In media arts history, the interest in self-representation is pervasive. The arrival of various technologies on the market created the conditions to explore, in a different framework, the complex natures of subjectivity and of identity. Self discovery, measuring oneself with the world through the web, the video camera  or simply a still camera, has been, and is still, among the constant concerns of artists. Be it through an obsession with self portraits, the fabrication of a fictional alter ego, or a mythography, these representations, conveyed through media arts thanks to realistic descriptive images, highlighting their effet de réel, install a particular relationship with the spectator, making him aware of his own condition as existential subject, but also of his status as cultural subject.

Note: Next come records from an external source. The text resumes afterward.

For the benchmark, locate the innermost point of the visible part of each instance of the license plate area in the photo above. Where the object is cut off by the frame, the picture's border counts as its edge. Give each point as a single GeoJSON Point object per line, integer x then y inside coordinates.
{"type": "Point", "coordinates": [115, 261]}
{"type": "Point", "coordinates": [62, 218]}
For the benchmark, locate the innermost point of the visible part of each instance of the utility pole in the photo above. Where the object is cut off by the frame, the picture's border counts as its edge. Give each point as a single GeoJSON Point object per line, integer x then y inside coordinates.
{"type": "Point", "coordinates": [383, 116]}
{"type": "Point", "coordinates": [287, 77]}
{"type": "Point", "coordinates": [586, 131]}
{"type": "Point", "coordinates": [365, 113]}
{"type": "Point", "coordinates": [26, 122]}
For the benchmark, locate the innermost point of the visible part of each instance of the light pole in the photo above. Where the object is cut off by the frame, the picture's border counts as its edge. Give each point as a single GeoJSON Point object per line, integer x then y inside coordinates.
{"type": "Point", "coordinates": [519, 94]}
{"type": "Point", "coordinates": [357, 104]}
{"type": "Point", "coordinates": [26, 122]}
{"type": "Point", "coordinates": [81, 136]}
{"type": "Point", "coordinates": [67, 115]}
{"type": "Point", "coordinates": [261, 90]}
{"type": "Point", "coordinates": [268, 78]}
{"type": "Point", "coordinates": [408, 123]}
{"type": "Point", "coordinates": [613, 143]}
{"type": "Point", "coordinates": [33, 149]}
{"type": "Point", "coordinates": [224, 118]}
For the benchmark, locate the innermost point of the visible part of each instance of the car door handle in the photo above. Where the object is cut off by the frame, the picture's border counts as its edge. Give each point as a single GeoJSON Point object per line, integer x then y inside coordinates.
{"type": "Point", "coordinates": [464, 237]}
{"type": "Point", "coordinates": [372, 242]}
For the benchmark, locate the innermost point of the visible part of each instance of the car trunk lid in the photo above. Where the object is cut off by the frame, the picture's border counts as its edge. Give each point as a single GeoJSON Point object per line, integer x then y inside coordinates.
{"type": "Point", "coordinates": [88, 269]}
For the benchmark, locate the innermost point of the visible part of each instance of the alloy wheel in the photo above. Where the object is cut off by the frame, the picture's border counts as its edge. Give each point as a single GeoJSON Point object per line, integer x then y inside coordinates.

A considerable part of hypermedia art production follows this trend. Several pieces openly develop new narrative identities, use new representation strategies, or figures of the double. In fact, the web favourizes the spread of hoaxes of all kinds: multiple personalities, disorders, “marketing/merchandising/commercialising the body”, personal diaries where fiction and reality intermingle.

In the age of the post modern condition and of the tragic subject, extended between the multiple investigations of the self, the web appears today as the place where identities are more than ever dynamic and variable: identities of the subject, but also of media infrastructure and of genres. It’s the reign of mythography, a visual or literary script of the fantasmic projection of a subject, allowing him to multiply his identities, where the proposals are very often subversive and where they suggest, as far as the most daring are concerned, a critical redefinition of our convictions.